如何高效计算深度神经网络的Hessian矩阵?

问题描述 投票:0回答:1

我使用的是TF2.11。

为了更深入地了解 PINN,我想计算 PINN 参数损失的 Hessian 矩阵。我的玩具箱是一个 2D 泊松方程 $\Delta u = f$

我有三个版本,但只有两个适用于小模型。当我有更大的模型时,代码会崩溃。

设置问题的通用代码

注释代码如下:

# # [2D Poisson](2d-poisson.ipynb)
# 
# This notebook will show new users how to:
# - use Rectangle
# - use Fully connected Neural Network (FNN)
# - define a boundary condition
# - use a custom implemented PDE
# - use PINNacle's default training loop by using the Trainer object
# 
# ## Problem setup
# 
# $\forall (x,y)\in [-1,1]^2$:
# $$\Delta u = \partial_{xx}u + \partial_{yy}u = f$$
# 
# with $f(x,y) = -\frac{\pi²}{2}sin(\pi \frac{x+1}{2})sin(\pi \frac{y+1}{2})$. 
# 
# The exact solution is $u(x,y) = sin(\pi \frac{x+1}{2})sin(\pi \frac{y+1}{2})$.

# In[1]:


import os
os.environ['TF_CPP_MIN_LOG_LEVEL'] = '3'

# tensorflow imports
import tensorflow as tf
from tensorflow import keras
from copy import deepcopy as dcp
import numpy as np
import math as m
import matplotlib.pyplot as plt
from tensorflow.python.ops.parallel_for.gradients import jacobian
pi = np.pi

#--------------------------- seed init ----------------------------------
# for reproductibility
seed = 1234
keras.utils.set_random_seed(seed)


# ## Geometry object definition

# The space domain is a rectangle and will be sampled using the Rectangle class.

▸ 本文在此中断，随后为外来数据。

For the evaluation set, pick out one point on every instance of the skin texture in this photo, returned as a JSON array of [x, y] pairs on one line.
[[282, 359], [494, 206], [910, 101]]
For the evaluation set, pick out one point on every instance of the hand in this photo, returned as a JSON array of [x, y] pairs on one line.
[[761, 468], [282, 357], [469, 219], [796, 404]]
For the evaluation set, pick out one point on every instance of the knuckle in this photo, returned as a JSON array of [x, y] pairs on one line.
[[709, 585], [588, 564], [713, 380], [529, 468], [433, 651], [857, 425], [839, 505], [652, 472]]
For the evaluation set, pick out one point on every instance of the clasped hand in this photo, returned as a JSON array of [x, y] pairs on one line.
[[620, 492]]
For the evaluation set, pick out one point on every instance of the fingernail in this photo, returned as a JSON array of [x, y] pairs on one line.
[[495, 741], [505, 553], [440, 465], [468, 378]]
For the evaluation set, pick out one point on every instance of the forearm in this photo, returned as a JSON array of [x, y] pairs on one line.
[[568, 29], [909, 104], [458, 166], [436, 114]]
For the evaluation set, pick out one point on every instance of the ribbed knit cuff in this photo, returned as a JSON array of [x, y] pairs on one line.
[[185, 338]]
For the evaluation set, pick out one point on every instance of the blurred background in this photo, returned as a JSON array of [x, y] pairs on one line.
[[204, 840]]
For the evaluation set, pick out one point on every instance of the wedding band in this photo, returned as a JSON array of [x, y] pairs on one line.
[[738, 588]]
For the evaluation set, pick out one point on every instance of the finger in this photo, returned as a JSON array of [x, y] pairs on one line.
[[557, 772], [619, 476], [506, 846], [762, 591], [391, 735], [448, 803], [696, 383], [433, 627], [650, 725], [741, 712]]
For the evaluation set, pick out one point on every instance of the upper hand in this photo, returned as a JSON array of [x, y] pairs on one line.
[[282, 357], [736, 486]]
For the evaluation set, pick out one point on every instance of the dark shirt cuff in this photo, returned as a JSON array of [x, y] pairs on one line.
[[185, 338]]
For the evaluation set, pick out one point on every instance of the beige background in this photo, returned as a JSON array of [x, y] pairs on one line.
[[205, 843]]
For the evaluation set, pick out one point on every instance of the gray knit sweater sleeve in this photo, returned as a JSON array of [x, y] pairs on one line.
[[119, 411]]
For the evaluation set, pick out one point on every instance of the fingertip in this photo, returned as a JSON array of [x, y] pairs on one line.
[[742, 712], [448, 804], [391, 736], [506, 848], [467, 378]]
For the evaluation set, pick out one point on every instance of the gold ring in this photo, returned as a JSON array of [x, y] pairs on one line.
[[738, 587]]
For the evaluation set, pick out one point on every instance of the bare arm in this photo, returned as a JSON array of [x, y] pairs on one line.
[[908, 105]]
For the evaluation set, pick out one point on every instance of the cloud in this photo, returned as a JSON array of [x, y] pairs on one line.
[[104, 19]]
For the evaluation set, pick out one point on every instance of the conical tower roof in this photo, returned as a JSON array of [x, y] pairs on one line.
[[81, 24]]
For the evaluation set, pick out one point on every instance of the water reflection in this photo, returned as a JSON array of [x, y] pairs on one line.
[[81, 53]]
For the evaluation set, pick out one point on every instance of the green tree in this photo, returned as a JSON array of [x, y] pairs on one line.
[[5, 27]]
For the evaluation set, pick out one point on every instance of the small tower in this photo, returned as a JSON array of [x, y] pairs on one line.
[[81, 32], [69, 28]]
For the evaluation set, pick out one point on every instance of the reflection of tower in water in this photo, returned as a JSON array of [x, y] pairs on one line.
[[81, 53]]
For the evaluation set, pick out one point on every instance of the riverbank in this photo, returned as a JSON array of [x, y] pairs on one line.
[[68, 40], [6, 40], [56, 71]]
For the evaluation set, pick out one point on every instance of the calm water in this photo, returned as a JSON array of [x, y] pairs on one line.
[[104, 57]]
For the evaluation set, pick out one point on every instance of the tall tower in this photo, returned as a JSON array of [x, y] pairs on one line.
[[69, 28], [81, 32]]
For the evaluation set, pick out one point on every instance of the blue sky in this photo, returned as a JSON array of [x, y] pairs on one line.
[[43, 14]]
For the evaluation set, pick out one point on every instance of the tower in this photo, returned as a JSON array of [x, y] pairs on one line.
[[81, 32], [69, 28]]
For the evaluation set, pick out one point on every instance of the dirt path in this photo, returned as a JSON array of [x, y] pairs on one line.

The arguments of Rectangle.sample are args_interior and args_boundary. p1 and p2 are respectively the lower/upper boundary of the rectangle.

# In[2]:


Xpde = tf.random.uniform(shape=[1000,2])
Xpde = 2*Xpde-1

Xdirichlet = tf.random.uniform(shape=[1000,1])
Xdirichlet = tf.concat([Xdirichlet, tf.ones_like(Xdirichlet)], axis=1)


# ## Model definition

# In[3]:


# works if 50 is replaced by 10
model = keras.Sequential(
    [
        keras.layers.Dense(50, activation="tanh", name="layer1"),
        keras.layers.Dense(50, activation="tanh", name="layer2"),
        keras.layers.Dense(50, activation="tanh", name="layer4"),
        keras.layers.Dense(1, name="layer3"),
    ]
)
model(keras.Input(shape=(2,)))
model.summary()


# ## Custom PDE definition

# In[4]:


@tf.function
def f(X):
    """RHS aka source term"""
    x , y = X[:,0:1] , X[:,1:2]
    return -pi**2/2*tf.sin(pi*(x+1)/2)*tf.sin(pi*(y+1)/2)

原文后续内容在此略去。